Sims asks for ASM’s endorsement of diversity statement again

ASM is only campus governing body that hasn’t supported the resolution

The Associated Students of Madison are the only governing body on campus that has not endorsed UW-Madison’s institutional statement on diversity, according to Vice Provost and Chief Diversity Officer Patrick Sims.

Sims presented the institutional statement on diversity at the Student Council meeting Tuesday. He said he hopes ASM will support the resolution this time after the body did not take it up last year.

In the fall of 2016, Sims presented the resolution to the body and said that overall it was a “great conversation” and students seemed supportive.

However, after the presentation, many students were angry with administration’s reaction to the noose incident, saying that Chancellor Rebecca Blank’s statement was inappropriate. Although she called the costume offensive, Blank said free speech protected the person’s right to wear it.

Sims said after the noose incident it was clear to him that ASM would not support the resolution.

“Let me just say I did not go to that meeting nor do I think students were in the mood to try and endorse this statement on our student principles,” Sims said. “There was a bit of a disconnect.
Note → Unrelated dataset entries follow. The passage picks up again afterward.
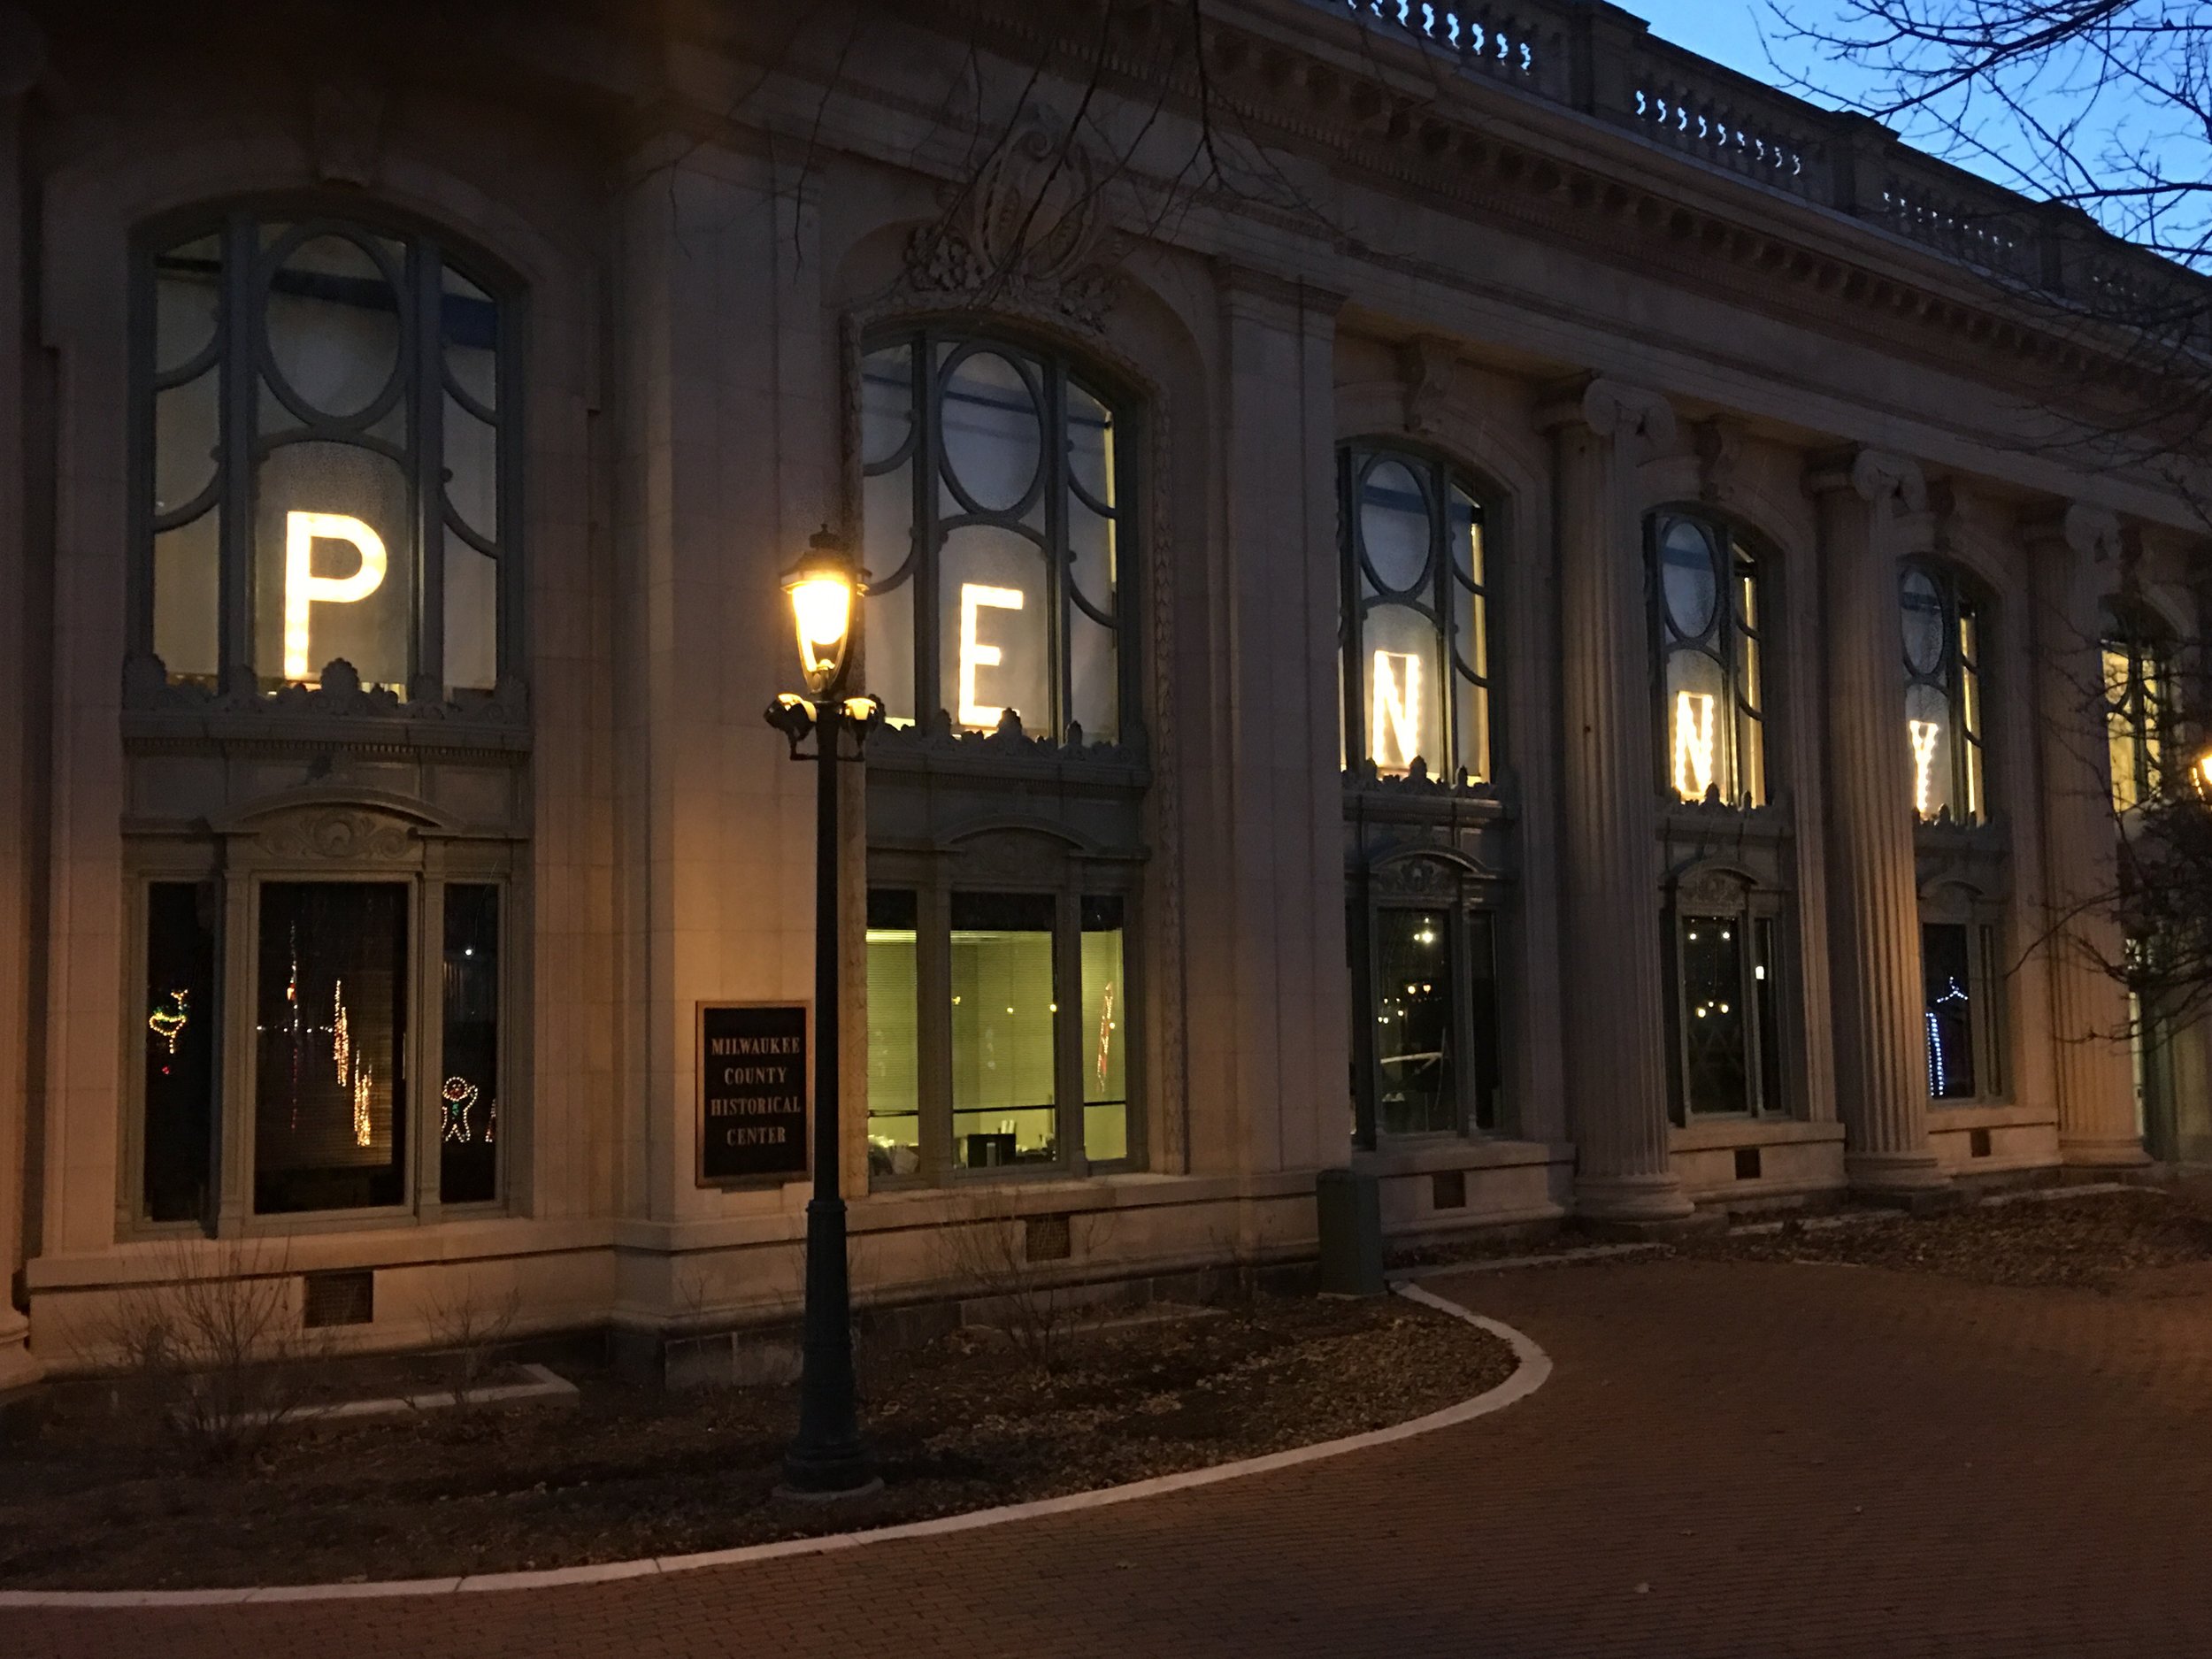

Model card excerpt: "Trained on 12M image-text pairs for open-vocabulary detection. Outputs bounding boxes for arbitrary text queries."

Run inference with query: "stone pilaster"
[2026,504,2149,1169]
[0,7,42,1391]
[1808,449,1949,1196]
[1543,379,1691,1223]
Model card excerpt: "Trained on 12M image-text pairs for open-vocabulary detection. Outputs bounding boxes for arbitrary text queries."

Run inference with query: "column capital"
[1805,446,1927,514]
[1537,375,1677,457]
[2023,500,2123,564]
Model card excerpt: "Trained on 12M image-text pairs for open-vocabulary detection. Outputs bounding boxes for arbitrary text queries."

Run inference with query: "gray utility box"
[1315,1165,1385,1296]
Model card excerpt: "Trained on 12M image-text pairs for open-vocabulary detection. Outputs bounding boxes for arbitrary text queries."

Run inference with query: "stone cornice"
[879,0,2203,419]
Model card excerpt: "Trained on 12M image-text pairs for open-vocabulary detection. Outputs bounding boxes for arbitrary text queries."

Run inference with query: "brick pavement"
[18,1255,2212,1658]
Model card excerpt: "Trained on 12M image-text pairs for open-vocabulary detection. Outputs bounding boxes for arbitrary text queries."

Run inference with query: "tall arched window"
[1900,561,1986,823]
[859,327,1129,741]
[1648,510,1766,807]
[137,211,514,700]
[1337,444,1492,781]
[2101,599,2176,813]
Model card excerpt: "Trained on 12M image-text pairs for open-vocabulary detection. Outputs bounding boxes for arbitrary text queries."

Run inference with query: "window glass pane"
[441,265,498,412]
[440,884,499,1205]
[2142,650,2167,795]
[1679,914,1749,1115]
[863,463,917,724]
[262,233,402,423]
[866,888,921,1179]
[1906,681,1954,821]
[444,530,499,695]
[1978,924,2005,1097]
[1467,910,1502,1133]
[154,236,222,375]
[1362,604,1444,775]
[443,394,499,541]
[254,443,412,692]
[1357,458,1431,594]
[1069,607,1118,744]
[1374,910,1455,1135]
[1067,381,1116,507]
[154,373,219,522]
[950,893,1057,1168]
[861,344,913,470]
[143,882,218,1224]
[1082,896,1127,1162]
[152,514,220,685]
[1922,922,1978,1100]
[255,882,409,1213]
[1667,649,1730,803]
[1659,517,1718,639]
[1901,568,1946,677]
[941,526,1049,731]
[1754,918,1785,1115]
[937,349,1041,517]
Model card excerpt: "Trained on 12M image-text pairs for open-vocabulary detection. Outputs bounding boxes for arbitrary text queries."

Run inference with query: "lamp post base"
[772,1471,885,1505]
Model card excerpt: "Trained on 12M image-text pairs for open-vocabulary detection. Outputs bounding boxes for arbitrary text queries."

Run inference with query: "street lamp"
[767,526,883,1498]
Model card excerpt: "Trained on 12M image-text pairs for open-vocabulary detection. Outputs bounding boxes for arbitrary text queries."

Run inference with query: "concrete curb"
[0,1282,1550,1610]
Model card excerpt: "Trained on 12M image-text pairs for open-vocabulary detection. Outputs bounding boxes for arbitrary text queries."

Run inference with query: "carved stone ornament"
[903,107,1122,331]
[257,809,414,863]
[1672,864,1752,911]
[1538,376,1677,460]
[2061,501,2124,565]
[1807,446,1927,515]
[124,653,529,728]
[1694,418,1744,506]
[1396,336,1457,438]
[870,706,1143,769]
[1345,757,1498,799]
[311,81,388,187]
[1375,852,1463,899]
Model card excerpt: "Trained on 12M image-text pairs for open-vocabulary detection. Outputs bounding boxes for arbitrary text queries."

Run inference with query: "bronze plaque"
[696,1002,810,1186]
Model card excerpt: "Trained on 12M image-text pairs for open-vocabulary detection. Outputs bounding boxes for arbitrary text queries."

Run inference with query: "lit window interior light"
[282,511,388,682]
[1370,649,1423,772]
[1672,690,1718,800]
[957,583,1025,727]
[1096,981,1116,1091]
[1909,718,1943,818]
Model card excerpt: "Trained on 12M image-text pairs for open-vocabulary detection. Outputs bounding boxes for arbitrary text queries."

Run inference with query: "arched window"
[1900,561,1986,824]
[859,327,1129,741]
[137,211,514,700]
[1337,444,1492,781]
[1648,510,1766,807]
[2101,599,2176,812]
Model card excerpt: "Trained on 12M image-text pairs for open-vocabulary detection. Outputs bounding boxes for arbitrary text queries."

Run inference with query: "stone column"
[1807,450,1948,1197]
[2026,504,2148,1169]
[0,7,42,1392]
[1542,379,1691,1225]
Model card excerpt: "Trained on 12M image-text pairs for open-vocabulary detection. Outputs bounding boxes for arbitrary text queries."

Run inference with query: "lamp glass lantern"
[783,530,866,698]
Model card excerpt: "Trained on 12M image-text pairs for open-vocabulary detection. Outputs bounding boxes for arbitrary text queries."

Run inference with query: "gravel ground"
[0,1291,1514,1592]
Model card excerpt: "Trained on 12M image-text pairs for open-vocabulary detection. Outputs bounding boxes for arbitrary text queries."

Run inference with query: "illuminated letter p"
[283,511,388,682]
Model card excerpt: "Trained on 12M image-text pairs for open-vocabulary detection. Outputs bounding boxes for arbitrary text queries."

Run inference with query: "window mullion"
[413,245,445,701]
[1056,888,1084,1174]
[218,213,257,694]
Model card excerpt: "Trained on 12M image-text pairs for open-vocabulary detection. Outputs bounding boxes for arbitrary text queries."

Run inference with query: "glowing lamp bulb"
[780,528,866,696]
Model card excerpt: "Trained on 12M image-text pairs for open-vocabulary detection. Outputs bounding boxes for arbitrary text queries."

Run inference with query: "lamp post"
[766,526,882,1497]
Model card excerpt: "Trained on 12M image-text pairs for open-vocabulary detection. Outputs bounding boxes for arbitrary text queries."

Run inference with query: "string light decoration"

Some dissonance between what the statement suggested and what had played out over the last two or three days during that time period.”

Prior to the noose incident, former ASM Chair Carmen Goséy said she liked that shared governance groups were committing to diversity, but was critical of the resolution.

“It’s very easy to say that you’re committed to diversity and inclusion, but what are you doing to commit to that?” Goséy said.

ASM Chair Katrina Morrison said the noose incident was “one of many factors” for why the resolution wasn’t taken up. Although the body wanted to see action from administration, many saw it as just words, she said.

“I can say that we’ve learned our lesson,” Sims said. “I think people are listening more in ways that perhaps they weren’t before.”